American conservationist (1900–1983)

Cyrus Mark (June 3, 1900 – February 8, 1983) was a prominent early advocate of nature conservancy in the state of Illinois. Mark served as the first executive director of the Illinois chapter of The Nature Conservancy. He was instrumental in the first Nature Conservancy acquisition in the Chicago area; Volo Bog. In 1958, Mark, along with George Fell, the first president of the Nature Conservancy, negotiated the purchase of Volo Bog by The Nature Conservancy.

Mark, botanist Dr. Margery Carlson, the secretary of the Illinois chapter of The Nature Conservancy, and many others raised almost 1300 contributions from organizations and individuals (including teachers and students) to cover the cost of the acquisition.

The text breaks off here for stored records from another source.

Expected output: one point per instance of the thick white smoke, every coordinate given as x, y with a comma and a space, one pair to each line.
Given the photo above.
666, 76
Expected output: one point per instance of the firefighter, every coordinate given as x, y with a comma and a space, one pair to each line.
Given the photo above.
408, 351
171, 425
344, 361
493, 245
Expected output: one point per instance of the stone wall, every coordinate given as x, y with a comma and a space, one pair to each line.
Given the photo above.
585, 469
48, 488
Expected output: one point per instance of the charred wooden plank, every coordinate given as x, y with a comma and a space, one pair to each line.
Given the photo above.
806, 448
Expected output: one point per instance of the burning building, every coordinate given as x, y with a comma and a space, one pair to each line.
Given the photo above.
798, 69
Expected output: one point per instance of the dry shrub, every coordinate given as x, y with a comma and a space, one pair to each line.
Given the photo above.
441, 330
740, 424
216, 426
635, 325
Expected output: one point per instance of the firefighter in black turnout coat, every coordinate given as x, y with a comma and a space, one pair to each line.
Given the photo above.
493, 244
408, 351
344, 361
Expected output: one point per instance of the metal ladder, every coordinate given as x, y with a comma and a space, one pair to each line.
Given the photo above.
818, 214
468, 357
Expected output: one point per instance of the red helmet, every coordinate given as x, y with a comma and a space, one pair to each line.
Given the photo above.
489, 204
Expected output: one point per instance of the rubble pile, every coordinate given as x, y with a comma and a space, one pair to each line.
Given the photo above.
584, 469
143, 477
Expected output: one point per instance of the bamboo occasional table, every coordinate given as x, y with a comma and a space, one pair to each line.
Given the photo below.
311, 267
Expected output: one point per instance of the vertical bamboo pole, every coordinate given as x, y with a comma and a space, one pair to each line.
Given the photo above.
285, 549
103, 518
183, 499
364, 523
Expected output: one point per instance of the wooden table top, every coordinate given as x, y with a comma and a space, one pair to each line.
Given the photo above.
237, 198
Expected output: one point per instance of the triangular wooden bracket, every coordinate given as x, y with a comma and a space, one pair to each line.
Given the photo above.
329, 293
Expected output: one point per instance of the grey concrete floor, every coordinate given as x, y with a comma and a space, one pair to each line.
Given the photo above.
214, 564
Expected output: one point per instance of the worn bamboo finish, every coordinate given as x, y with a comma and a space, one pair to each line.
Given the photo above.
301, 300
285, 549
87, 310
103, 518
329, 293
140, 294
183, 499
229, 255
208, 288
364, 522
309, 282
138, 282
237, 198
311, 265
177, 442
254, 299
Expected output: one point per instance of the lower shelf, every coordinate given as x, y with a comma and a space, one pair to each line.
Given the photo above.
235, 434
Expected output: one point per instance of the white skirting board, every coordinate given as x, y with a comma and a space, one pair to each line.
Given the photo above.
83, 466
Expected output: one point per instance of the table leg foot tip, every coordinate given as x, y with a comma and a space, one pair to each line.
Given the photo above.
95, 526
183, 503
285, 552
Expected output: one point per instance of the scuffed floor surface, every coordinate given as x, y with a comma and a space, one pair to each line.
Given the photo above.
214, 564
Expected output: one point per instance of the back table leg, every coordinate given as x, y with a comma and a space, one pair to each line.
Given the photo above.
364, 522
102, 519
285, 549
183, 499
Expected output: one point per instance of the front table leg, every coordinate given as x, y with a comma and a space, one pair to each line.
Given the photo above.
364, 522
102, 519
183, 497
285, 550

This was the first time in the chapter's history that there was an appeal to the public for help in raising funds. Mark employed many strategies in his fund-raising efforts from emphasizing the scientific and educational values of the land, to pointing out that contributions were tax-deductible. After its purchase by the Nature Conservancy, Volo Bog was conveyed to the University of Illinois and then to the State of Illinois for protection.

==Biography==
Mark was the son of Clayton Mark, one of the pioneer makers of steel pipe in the United States and the founder of Marktown, a planned worker community listed on the National Register of Historic Places. Cyrus Mark was educated at Yale University and the University of Iowa. In 1923 he began work at Clayton Mark & Co. as an assistant treasurer. He held various positions including plant manager, vice president, and became president, general manager and director in 1943. Cyrus retired as president in 1963. Cyrus always had an interest in birds and conservation. He was also the chairman of the Illinois Nature Conservancy and a director of the national Nature Conservancy.